Zabiegi nasilające problemy cery naczynkowej (rumień)
Osoby z cerą naczynkową (skłonną do rumienia i pajączków) muszą unikać czynników wywołujących gwałtowne rozszerzanie i kurczenie naczyń:
- pielęgnacja silnie rozgrzewająca twarz – zabiegi, które znacząco podnoszą temperaturę skóry (np. niektóre formy radiofrekwencji, gdy są źle kalibrowane), są bezpieczne, ale wyjście na mróz zaraz po ich wykonaniu to szok termiczny dla naczyń krwionośnych twarzy. Może to nasilać zaczerwienienie, a w dłuższej perspektywie przyczyniać się do powstawania trwałych teleangiektazji (pajączków).
Zabiegi, po których konieczne jest unikanie wody/nawilżania
Niektóre zabiegi (np. niektóre rodzaje radiofrekwencji mikroigłowej lub silnie inwazyjne lasery) mogą wymagać utrzymania skóry w stanie suchym przez 1–2 dni. Z kolei zimowe warunki (mróz, śnieg, wiatr) wymagają stosowania cięższych kremów ochronnych, co może być trudne do pogodzenia z zaleceniami pozabiegowymi.
Jak zadbać o skórę zimą? Domowa pielęgnacja
Zimowa pielęgnacja domowa powinna koncentrować się na wzmocnieniu bariery ochronnej, maksymalnym nawilżeniu oraz łagodzeniu podrażnień wywołanych mrozem, wiatrem i suchym powietrzem z ogrzewanych pomieszczeń. Należy zadbać o:
- delikatne oczyszczanie – z użyciem łagodnych środków myjących;
- nawilżanie i odżywianie – kremy barierowe bogate w lipidy, oleje roślinne, ceramidy i kwas hialuronowy;
- regularne stosowanie serum regenerującego i odbudowującego barierę hydrolipidową;
- ochronę przed czynnikami zewnętrznymi – osłanianie twarzy przed wiatrem i śniegiem czy marznącym deszczem, stosowanie SPF nawet przy niskim nasłonecznieniu;
- nawilżanie powietrza w domu – suche powietrze osłabia barierę lipidową i przyspiesza utratę wilgoci.

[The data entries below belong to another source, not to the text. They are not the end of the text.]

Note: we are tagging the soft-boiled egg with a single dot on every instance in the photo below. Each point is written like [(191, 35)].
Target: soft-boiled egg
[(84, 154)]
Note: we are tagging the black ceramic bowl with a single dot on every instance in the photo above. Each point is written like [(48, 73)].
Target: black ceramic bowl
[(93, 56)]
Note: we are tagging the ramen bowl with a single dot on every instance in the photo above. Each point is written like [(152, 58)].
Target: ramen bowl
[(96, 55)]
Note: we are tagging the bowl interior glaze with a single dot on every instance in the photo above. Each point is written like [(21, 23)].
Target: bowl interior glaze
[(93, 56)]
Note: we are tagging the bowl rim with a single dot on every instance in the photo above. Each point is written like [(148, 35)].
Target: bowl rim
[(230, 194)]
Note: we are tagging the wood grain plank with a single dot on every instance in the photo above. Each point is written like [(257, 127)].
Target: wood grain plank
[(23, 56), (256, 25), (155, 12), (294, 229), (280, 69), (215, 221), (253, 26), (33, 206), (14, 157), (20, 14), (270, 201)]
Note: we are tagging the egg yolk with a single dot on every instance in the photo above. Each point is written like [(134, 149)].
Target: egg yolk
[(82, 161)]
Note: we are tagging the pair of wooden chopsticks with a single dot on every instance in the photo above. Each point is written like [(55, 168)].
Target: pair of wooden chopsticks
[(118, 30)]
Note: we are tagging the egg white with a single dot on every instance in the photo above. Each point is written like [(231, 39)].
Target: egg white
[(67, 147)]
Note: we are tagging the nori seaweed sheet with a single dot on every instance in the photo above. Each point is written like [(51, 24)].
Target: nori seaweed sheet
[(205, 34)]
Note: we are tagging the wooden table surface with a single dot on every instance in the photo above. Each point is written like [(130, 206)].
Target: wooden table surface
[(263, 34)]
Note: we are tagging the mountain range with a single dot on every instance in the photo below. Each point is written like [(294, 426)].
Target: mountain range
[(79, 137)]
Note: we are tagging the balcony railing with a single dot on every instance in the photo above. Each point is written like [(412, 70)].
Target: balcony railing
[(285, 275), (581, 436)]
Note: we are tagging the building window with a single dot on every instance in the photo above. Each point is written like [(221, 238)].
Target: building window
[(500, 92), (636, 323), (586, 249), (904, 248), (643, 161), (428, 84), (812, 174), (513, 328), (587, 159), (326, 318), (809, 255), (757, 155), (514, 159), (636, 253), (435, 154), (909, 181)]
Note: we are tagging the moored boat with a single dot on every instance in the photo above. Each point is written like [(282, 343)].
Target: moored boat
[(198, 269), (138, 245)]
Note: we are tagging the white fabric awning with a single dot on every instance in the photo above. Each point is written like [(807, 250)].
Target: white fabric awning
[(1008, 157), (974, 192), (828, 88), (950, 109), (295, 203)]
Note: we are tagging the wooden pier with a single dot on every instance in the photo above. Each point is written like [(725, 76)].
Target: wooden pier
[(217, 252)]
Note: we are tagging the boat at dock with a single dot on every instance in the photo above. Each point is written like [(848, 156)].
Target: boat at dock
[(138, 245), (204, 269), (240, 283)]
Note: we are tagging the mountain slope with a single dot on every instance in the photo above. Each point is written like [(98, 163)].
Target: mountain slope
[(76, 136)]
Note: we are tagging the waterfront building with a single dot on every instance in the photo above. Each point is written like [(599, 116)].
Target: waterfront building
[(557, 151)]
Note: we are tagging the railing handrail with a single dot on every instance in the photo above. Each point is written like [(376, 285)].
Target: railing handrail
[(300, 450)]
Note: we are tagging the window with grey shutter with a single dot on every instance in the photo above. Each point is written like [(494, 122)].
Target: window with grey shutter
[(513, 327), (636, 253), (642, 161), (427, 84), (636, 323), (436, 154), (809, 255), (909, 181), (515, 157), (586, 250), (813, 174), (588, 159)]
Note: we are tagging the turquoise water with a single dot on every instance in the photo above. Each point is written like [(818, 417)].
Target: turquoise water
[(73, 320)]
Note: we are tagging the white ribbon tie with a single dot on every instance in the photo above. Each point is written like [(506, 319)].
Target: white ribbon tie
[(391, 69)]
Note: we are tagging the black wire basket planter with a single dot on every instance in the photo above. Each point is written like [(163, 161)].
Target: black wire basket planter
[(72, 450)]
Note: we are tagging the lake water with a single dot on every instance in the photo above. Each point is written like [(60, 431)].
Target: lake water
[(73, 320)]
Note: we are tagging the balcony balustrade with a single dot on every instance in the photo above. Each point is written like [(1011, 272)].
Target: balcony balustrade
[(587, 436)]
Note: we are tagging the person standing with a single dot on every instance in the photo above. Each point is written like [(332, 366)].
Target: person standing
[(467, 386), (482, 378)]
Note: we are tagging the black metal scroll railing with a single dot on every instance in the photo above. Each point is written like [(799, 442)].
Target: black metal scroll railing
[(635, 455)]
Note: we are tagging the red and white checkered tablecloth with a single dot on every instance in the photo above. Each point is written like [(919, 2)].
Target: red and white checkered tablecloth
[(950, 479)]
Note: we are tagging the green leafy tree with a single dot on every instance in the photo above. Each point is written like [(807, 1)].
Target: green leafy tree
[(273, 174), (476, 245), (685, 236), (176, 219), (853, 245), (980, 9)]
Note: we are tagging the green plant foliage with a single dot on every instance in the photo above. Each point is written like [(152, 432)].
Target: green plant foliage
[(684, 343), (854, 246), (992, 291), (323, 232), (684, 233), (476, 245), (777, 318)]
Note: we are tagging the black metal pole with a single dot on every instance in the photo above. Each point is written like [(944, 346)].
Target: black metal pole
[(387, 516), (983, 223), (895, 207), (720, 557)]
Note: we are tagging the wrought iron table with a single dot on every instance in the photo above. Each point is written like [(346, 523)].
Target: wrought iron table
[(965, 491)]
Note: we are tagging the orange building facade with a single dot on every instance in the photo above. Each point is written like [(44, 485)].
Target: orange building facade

Pielęgnacja wieczorna powinna skupiać się na regeneracji i odżywieniu, dlatego najlepiej wybierać cięższe kremy, odbudowujące barierę lipidową, np. „do cery suchej” lub „do cery bardzo suchej”. Osoby z cerą problematyczną mogą stosować takie produkty na zmianę z lżejszymi formułami – jednego dnia mocny krem, kolejnego lżejszy, itd. Można także nakładać składniki aktywne w postaci retinoidów, ale koniecznie w połączeniu z silnymi emolientami i humektantami.